Agir, en protégeant les personnes victimes de violences conjugales. C’est l’ambition de la loi de 2010 que le Parlement et le Gouvernement ont renforcée sous la précédente législature et qui permet au juge des affaires familiales de statuer sur des mesures de protection sans que la personne ait déposé plainte. Le nombre d’ordonnances n’a cessé d’augmenter depuis 2015 ; il a même doublé en cinq ans.
Agir, en éloignant le conjoint violent, car ce ne doit pas être systématiquement à la victime de quitter le domicile. C’est l’objectif du bracelet anti-rapprochement, dispositif de surveillance électronique créé par la loi du 28 décembre 2019, qui permet de géolocaliser la victime et son agresseur, ce qui constitue l’une des mesures les plus protectrices en matière de violences conjugales.
Je pense également à l’instauration du référé violences conjugales, procédure qui permet au juge d’ordonner l’éviction du conjoint violent et l’attribution du domicile conjugal à la victime.
Agir, en apportant assistance aux victimes en situation de vulnérabilité et en grave danger. C’est la raison pour laquelle le dispositif téléphone grave danger, accessible sept jours sur sept, vingt-quatre heures sur vingt-quatre, a été généralisé, afin de permettre à toutes les victimes de violences conjugales d’y avoir accès sur l’ensemble du territoire. Il permet d’alerter et de faire intervenir immédiatement, grâce à la géolocalisation, les forces de l’ordre en cas de menaces ou de violences.

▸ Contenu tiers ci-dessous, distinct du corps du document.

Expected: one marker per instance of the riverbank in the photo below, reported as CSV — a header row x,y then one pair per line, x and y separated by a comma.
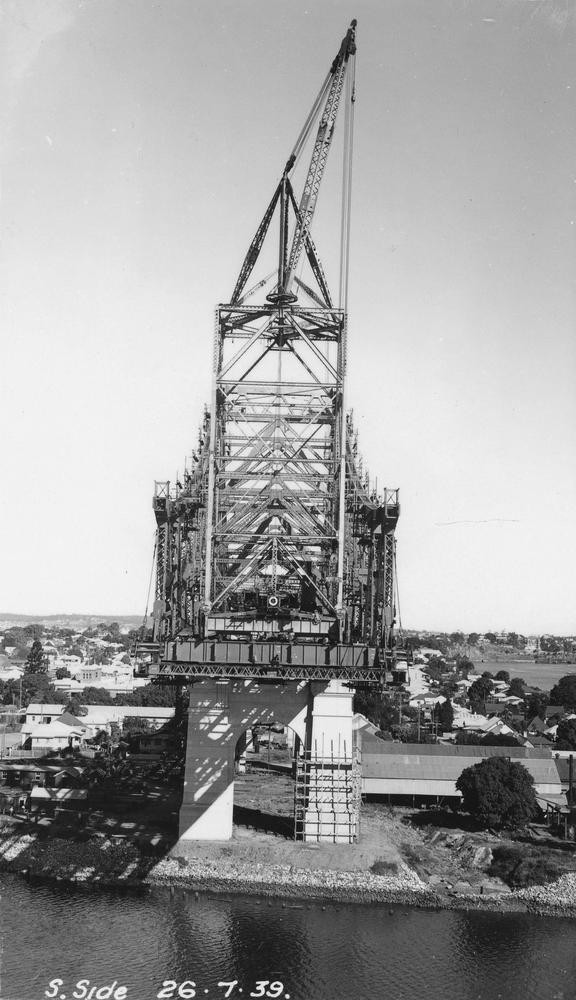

Un numéro unique, le 3919, a par ailleurs été déployé, et l’examen de cette proposition de loi doit nous permettre d’en faire la promotion à destination de toutes les femmes victimes ou en danger.
Agir, enfin, pour l’avenir des victimes. C’est tout l’objet du pacte Nouveau départ, annoncé en septembre dernier par Mme la ministre, qui accompagnera les victimes de violences de façon globale grâce à la mobilisation d’aides sociales, l’accès à la formation, l’aide au retour à l’emploi, l’hébergement d’urgence ou encore un soutien psychologique.
Pourtant, malgré ces avancées salutaires et l’action du Gouvernement, la situation est critique, mes chers collègues. Trop de femmes, par peur de se retrouver seules avec leur conjoint violent, s’enferment dans le déni, parfois la honte, et renoncent à porter plainte ou à s’enfuir.
Face à ces drames, il est de la responsabilité du législateur d’apporter des solutions concrètes. C’est l’objet de la proposition de loi que nous examinons aujourd’hui. Déposé par Valérie Létard, ce texte, dont j’ai l’honneur d’être cosignataire, vise à créer une aide universelle d’urgence pour les victimes de violences conjugales.
Le groupe RDPI partage son objectif, puisque le dispositif permettra à la victime de s’extraire, avec ses enfants, d’une situation de danger, en lui apportant une aide garantissant son autonomie financière.
Protéger la mère, c’est aussi protéger les enfants. Ces enfants sont en effet les victimes directes, lorsqu’ils sont eux-mêmes frappés ou menacés, ou indirectes, lorsqu’ils sont tout simplement exposés à ces violences. Par ailleurs, ils sont souvent instrumentalisés pour maintenir une certaine emprise du conjoint violent sur la victime.
Les études récentes montrent que les enfants traumatisés par ces violences ont davantage de problèmes de santé, comme des retards de croissance, et qu’ils présentent dix à dix-sept fois plus de troubles du comportement que les enfants qui vivent dans un foyer sans violence.
Nous sommes néanmoins sceptiques quant à la notion de prêt, car devoir rembourser cette aide pourrait, dans de nombreux cas, être synonyme d’insécurité chez les femmes victimes en situation de précarité qui en subiraient les effets sur le plan financier. Mais je ne doute pas que Valérie Létard nous apportera des réponses complémentaires visant à pallier les difficultés que ce dispositif pourrait entraîner.
En tout état de cause, et malgré cette réserve, notre groupe soutiendra sans réserve cette proposition de loi.